The National Gallery in Central Jakarta has recognized this gap, putting together a program dedicated to children’s art. It is now launching its second children’s art exhibition.
Themed “Sana Sini Seni Budayaku” (“Here and There Are the Arts of My Culture”), the triennial event shows more than 200 works by children aged 5 to 15 from 23 Indonesian provinces.
“Their art shows Indonesia’s cultural diversity through the children’s various artistic points of view,” curator Kuss Indarto said. “The pictures are part of our efforts to give the children their individual and artistic identity, which is all too often eroded by pressure from art competitions that are often counterproductive because they are ‘industrialized’ through the sponsorship of major companies who grant ever-increasing prize money and parental pressure to win.”
Kuss’s fellow curator, artist Yuswantoro Adi, attributed the hindered development of children’s art in Indonesia to flawed teaching methods.
“Many of those who teach art in school aren’t even qualified to teach the subject. As a result, many drawings have repetitive patterns like trees or landscapes with hills, rice paddies and the sun,” he said. “They should also be allowed to play and express themselves instead of being taught symmetry or coloring within a certain boundary. Let their logic kick in and they will figure out those things in time.”
The role of play in creativity is reflected in the courtyard of the gallery where the youthful artists get to create traditional toys like gyroscopes or statues and unleash their creative energies in new ways.
While the works in the exhibition range from doodles and stick figures by younger children to the two-dimensional drawings or murals of their older peers, they have much in common due to their precocity.
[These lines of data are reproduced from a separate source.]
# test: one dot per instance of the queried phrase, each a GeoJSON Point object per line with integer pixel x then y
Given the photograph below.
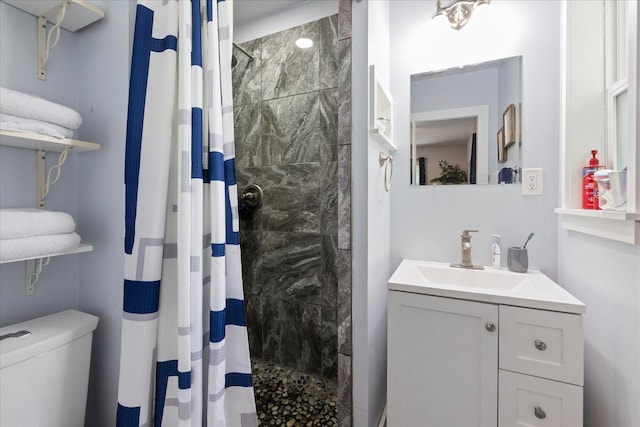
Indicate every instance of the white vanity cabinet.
{"type": "Point", "coordinates": [481, 356]}
{"type": "Point", "coordinates": [442, 362]}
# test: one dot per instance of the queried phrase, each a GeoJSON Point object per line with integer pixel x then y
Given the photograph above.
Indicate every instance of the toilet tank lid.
{"type": "Point", "coordinates": [47, 333]}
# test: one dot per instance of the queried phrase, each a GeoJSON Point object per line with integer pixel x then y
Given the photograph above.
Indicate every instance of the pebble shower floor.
{"type": "Point", "coordinates": [285, 397]}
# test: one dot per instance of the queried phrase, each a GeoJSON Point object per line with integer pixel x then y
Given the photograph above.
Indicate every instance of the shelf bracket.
{"type": "Point", "coordinates": [42, 48]}
{"type": "Point", "coordinates": [34, 268]}
{"type": "Point", "coordinates": [41, 177]}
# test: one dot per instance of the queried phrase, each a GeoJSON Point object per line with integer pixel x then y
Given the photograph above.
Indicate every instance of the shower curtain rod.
{"type": "Point", "coordinates": [243, 51]}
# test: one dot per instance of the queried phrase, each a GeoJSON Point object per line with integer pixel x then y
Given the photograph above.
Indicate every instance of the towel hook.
{"type": "Point", "coordinates": [387, 162]}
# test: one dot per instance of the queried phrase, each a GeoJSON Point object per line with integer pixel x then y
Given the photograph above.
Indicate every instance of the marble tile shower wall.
{"type": "Point", "coordinates": [286, 133]}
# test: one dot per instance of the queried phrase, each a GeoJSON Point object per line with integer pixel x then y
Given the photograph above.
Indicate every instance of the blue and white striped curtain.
{"type": "Point", "coordinates": [185, 352]}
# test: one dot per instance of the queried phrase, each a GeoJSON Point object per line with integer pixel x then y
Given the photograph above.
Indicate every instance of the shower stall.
{"type": "Point", "coordinates": [286, 135]}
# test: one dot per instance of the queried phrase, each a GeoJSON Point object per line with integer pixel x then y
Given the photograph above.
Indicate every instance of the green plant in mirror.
{"type": "Point", "coordinates": [451, 174]}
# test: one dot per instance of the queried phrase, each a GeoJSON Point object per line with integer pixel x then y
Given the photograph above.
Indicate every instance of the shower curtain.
{"type": "Point", "coordinates": [184, 348]}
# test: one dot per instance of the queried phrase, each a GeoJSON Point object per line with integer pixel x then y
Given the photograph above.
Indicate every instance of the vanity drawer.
{"type": "Point", "coordinates": [531, 401]}
{"type": "Point", "coordinates": [546, 344]}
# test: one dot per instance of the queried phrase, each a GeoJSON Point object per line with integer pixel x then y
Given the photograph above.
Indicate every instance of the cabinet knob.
{"type": "Point", "coordinates": [540, 345]}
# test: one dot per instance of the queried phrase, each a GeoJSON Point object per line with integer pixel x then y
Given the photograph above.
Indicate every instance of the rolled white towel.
{"type": "Point", "coordinates": [22, 124]}
{"type": "Point", "coordinates": [32, 107]}
{"type": "Point", "coordinates": [29, 222]}
{"type": "Point", "coordinates": [38, 246]}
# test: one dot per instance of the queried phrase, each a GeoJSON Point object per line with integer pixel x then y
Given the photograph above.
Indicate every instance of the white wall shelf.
{"type": "Point", "coordinates": [71, 15]}
{"type": "Point", "coordinates": [80, 249]}
{"type": "Point", "coordinates": [42, 144]}
{"type": "Point", "coordinates": [380, 111]}
{"type": "Point", "coordinates": [79, 13]}
{"type": "Point", "coordinates": [36, 141]}
{"type": "Point", "coordinates": [619, 226]}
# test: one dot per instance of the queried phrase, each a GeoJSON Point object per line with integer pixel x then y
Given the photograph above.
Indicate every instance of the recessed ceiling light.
{"type": "Point", "coordinates": [304, 43]}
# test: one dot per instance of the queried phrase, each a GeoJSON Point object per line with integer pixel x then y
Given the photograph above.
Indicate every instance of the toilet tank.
{"type": "Point", "coordinates": [44, 375]}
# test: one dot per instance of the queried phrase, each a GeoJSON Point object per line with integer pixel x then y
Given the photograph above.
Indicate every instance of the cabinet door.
{"type": "Point", "coordinates": [531, 401]}
{"type": "Point", "coordinates": [442, 362]}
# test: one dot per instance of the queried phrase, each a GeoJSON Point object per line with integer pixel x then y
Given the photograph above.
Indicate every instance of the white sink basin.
{"type": "Point", "coordinates": [532, 289]}
{"type": "Point", "coordinates": [482, 279]}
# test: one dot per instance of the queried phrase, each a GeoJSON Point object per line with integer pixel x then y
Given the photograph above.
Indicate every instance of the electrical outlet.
{"type": "Point", "coordinates": [532, 182]}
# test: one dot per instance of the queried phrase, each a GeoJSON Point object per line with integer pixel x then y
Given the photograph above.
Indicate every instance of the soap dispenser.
{"type": "Point", "coordinates": [495, 250]}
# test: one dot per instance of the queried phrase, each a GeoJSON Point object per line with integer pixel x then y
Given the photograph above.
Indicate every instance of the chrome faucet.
{"type": "Point", "coordinates": [466, 252]}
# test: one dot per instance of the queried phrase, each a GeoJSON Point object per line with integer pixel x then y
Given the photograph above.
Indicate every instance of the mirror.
{"type": "Point", "coordinates": [466, 124]}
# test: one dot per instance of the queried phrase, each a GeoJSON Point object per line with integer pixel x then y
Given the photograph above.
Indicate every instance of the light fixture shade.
{"type": "Point", "coordinates": [459, 12]}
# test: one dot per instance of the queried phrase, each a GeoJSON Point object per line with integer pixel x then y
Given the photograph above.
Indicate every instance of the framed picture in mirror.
{"type": "Point", "coordinates": [502, 149]}
{"type": "Point", "coordinates": [509, 125]}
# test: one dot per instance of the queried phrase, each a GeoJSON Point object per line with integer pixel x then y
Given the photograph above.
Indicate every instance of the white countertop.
{"type": "Point", "coordinates": [532, 289]}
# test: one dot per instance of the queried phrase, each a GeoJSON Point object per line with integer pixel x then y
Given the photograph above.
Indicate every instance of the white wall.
{"type": "Point", "coordinates": [103, 82]}
{"type": "Point", "coordinates": [426, 222]}
{"type": "Point", "coordinates": [371, 218]}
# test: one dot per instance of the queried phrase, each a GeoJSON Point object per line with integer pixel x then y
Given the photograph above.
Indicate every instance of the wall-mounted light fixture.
{"type": "Point", "coordinates": [458, 12]}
The former is typified by the works “Palindo” by 5-year-old Cantika Aisyah Fitri Mursalin and “Kepala-Kepala Tadulako” (“The Heads of Tadulako”) by her 8-year-old brother Muhammad Gading Mursalin, which feature their point of view about daily life in their Central Sulawesi home.
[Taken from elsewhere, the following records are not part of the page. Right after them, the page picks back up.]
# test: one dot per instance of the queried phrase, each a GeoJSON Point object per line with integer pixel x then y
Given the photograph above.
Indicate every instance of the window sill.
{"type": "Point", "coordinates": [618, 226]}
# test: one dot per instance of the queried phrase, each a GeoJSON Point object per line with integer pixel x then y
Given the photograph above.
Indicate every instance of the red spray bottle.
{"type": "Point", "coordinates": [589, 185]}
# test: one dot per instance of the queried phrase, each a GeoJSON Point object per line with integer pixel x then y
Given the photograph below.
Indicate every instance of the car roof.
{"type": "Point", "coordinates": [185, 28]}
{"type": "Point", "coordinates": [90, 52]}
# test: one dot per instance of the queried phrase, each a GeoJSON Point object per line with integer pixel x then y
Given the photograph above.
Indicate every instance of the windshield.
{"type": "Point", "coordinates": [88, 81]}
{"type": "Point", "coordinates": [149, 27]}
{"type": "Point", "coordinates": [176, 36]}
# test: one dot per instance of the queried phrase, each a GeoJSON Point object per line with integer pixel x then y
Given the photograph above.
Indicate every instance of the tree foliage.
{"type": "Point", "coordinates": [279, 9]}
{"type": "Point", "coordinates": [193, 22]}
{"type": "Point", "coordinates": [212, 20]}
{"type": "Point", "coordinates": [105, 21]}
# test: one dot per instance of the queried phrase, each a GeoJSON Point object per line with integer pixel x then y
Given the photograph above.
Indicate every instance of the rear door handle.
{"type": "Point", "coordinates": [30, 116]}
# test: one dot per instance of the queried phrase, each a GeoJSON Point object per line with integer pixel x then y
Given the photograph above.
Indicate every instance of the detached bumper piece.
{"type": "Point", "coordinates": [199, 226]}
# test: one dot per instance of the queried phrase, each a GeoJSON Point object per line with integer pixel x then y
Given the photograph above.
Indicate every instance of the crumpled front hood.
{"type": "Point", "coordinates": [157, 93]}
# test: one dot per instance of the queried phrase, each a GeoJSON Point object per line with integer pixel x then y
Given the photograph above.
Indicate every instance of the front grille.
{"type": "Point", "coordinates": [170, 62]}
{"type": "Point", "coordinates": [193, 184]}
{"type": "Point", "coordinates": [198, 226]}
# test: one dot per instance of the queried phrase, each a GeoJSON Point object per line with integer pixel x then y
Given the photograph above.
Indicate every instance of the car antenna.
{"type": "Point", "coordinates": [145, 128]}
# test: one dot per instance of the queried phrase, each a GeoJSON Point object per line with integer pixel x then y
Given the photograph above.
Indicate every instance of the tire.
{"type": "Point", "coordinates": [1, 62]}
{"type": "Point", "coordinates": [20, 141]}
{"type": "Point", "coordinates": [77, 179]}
The works, which portray various scenes like Independence Day celebrations, pastimes such as kite flying, and family portraits, show a naive yet sharp eye for their surroundings. The looks of the subjects, from cheery and gruff adults to open faced children, show the artists to be keen observers of their surroundings.
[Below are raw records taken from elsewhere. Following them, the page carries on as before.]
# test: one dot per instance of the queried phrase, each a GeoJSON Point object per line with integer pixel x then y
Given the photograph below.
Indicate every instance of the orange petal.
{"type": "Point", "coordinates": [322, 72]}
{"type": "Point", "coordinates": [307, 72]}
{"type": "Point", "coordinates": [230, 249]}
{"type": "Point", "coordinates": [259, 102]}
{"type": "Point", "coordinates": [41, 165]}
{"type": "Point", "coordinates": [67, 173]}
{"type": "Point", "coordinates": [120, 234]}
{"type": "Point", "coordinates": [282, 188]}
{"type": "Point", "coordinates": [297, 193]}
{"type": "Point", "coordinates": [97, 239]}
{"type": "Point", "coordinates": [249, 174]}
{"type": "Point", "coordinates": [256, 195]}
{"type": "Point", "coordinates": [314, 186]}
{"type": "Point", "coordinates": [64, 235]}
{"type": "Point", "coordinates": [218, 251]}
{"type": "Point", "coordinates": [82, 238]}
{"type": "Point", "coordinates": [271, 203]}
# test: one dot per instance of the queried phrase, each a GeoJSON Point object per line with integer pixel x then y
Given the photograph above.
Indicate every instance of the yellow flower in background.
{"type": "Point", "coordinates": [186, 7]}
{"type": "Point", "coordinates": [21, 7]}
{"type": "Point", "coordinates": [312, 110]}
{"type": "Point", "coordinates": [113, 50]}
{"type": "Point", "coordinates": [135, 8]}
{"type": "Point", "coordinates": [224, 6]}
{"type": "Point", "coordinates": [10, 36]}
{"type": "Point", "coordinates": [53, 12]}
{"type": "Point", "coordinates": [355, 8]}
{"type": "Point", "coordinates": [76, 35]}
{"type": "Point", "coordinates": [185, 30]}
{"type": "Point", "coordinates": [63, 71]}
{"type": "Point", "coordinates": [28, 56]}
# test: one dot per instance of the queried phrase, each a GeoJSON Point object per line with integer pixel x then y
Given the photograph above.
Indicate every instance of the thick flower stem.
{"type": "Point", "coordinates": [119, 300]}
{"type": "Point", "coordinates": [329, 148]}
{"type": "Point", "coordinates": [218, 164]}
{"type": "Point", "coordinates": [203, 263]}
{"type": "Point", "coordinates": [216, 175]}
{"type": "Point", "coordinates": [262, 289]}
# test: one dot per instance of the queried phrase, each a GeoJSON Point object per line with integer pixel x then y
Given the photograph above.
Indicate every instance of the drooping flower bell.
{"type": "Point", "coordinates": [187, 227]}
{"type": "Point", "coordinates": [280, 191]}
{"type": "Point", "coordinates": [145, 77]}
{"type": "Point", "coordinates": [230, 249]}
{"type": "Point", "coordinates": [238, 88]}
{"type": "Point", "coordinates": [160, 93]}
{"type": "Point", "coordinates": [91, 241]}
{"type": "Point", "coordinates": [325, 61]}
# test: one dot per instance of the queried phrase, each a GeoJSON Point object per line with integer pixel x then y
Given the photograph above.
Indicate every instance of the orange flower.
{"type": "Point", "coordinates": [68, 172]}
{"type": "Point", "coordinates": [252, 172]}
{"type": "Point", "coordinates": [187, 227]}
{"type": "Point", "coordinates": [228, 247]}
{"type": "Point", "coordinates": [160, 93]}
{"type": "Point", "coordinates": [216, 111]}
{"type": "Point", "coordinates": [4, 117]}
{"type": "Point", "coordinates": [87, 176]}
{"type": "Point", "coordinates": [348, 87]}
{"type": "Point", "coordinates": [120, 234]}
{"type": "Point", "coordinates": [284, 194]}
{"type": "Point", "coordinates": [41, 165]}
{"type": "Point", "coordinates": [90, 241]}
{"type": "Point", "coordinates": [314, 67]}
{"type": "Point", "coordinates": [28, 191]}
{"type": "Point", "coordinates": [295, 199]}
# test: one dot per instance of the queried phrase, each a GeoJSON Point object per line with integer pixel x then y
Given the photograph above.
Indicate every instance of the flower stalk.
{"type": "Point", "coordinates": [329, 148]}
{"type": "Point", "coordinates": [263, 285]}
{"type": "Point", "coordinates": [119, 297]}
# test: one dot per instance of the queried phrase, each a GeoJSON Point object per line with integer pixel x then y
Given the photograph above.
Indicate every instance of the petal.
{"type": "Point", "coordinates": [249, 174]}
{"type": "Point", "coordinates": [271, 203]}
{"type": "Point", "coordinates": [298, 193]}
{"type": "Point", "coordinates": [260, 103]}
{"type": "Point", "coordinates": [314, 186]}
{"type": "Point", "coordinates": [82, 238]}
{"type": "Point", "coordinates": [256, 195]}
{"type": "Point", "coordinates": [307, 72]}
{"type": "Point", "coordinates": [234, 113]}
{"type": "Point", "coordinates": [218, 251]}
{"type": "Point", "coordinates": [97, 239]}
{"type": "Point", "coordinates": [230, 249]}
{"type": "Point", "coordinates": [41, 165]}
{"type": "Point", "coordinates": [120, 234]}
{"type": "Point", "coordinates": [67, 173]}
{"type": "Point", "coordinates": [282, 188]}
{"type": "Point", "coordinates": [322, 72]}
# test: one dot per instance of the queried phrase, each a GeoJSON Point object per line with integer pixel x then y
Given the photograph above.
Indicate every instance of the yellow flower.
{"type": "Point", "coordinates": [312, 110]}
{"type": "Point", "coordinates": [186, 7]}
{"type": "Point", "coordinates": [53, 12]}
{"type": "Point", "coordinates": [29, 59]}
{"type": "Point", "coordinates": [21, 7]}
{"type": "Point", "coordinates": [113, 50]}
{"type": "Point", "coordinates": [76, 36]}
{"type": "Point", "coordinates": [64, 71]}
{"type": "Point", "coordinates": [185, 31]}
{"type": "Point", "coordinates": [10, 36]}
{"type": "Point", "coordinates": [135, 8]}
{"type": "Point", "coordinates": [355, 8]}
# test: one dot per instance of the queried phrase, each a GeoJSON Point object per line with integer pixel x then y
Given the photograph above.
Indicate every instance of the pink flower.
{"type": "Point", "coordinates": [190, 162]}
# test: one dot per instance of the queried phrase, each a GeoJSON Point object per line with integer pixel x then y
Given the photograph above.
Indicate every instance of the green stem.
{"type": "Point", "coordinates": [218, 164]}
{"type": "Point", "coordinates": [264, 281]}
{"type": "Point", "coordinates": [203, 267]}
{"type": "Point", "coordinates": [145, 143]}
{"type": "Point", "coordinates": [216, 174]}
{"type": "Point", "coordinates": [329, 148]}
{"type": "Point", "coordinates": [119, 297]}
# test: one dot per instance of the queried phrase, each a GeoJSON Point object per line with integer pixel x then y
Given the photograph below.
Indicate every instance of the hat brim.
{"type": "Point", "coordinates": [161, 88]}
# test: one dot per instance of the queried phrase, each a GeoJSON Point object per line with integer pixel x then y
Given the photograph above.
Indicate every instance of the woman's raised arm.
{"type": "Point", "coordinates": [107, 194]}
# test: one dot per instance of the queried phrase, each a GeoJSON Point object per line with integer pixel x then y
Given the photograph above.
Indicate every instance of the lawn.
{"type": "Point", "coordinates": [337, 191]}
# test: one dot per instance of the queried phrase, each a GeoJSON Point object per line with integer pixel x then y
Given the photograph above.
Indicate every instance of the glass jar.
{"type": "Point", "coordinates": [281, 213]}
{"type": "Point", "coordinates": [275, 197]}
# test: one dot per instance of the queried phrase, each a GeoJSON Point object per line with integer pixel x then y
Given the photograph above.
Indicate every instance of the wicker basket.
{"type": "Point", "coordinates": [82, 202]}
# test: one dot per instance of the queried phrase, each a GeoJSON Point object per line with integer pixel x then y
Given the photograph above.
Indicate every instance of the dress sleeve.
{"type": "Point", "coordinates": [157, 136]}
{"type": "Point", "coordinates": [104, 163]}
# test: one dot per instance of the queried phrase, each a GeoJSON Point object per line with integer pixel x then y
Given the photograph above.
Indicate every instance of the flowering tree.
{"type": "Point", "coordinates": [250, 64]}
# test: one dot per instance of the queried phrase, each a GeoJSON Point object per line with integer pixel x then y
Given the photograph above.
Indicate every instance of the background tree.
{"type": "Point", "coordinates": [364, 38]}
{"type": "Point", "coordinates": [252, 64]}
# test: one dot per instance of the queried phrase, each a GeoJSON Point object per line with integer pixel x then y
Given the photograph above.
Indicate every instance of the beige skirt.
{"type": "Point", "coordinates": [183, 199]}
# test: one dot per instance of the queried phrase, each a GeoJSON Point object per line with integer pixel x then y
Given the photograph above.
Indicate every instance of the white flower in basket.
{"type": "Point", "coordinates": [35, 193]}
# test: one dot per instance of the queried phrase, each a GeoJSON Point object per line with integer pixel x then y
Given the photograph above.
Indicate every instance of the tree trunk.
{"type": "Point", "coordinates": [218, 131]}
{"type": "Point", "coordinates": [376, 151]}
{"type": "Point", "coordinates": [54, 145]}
On the other hand, Jihan Az-Azahra’s “Budayaku” (“My Culture”) shows more advanced development, as seen in the truer portrayal of form, vivid colors and more expressive eyes. The 8-year-old’s work reflects Yuswantoro’s premise about children’s ability to rationalize and use logic to portray the human form. While the subjects’ heads and eyes are still too big for their bodies, the pride the artist felt in her traditional Dayak culture is reflected by the use of bright colors in the foliage, traditional costumes, and even feathers.
The use of brilliant colors and foliage is just as vividly reflected in “Burung Kukoo” (“Cuckoo Bird”) by Jakarta-based artist Hubert Leo. The work is nothing less than a riot of colors, as the green ferns and red foliage vie for the viewers’ attention. On the other hand, the Cuckoo is relatively drab, reminiscent of the “Where’s Waldo” drawings that were in vogue in the 1990s. Whether that is Hubert’s intent, or he intends for the viewer to seek out the bird amid all that color, is not clear.
While individual artists may be highlights, they are not its only feature. Studio Sanggar Daun (Leaf Studios), based in Surabaya, East Java, celebrated its hometown with “Surabaya,” a panorama of the city. Painted in a naive, two-dimensional style, the work engages the viewer by juxtaposing contrasting colors, from the green of the tree leaves and parks, to the fiery red of the tree roots as well as the soil shows the children’s awareness of their urban surroundings.
The curators explained that they needed to bring out their teaching bag of tricks to stimulate the artists’ creative impulses.
“Motivating the children requires a mix of encouragement, cajoling and even mockery in a challenging way,” said Yuswantoro.
“For instance, we have to challenge them to show their potential. All the time we give them the space and initiative they need to create,” Kuss added.
“We introduce themes for the children to work with. It sounds like it limits their creativity, but it does wonders because it helps them focus. The children’s work still comes out with surprising results.”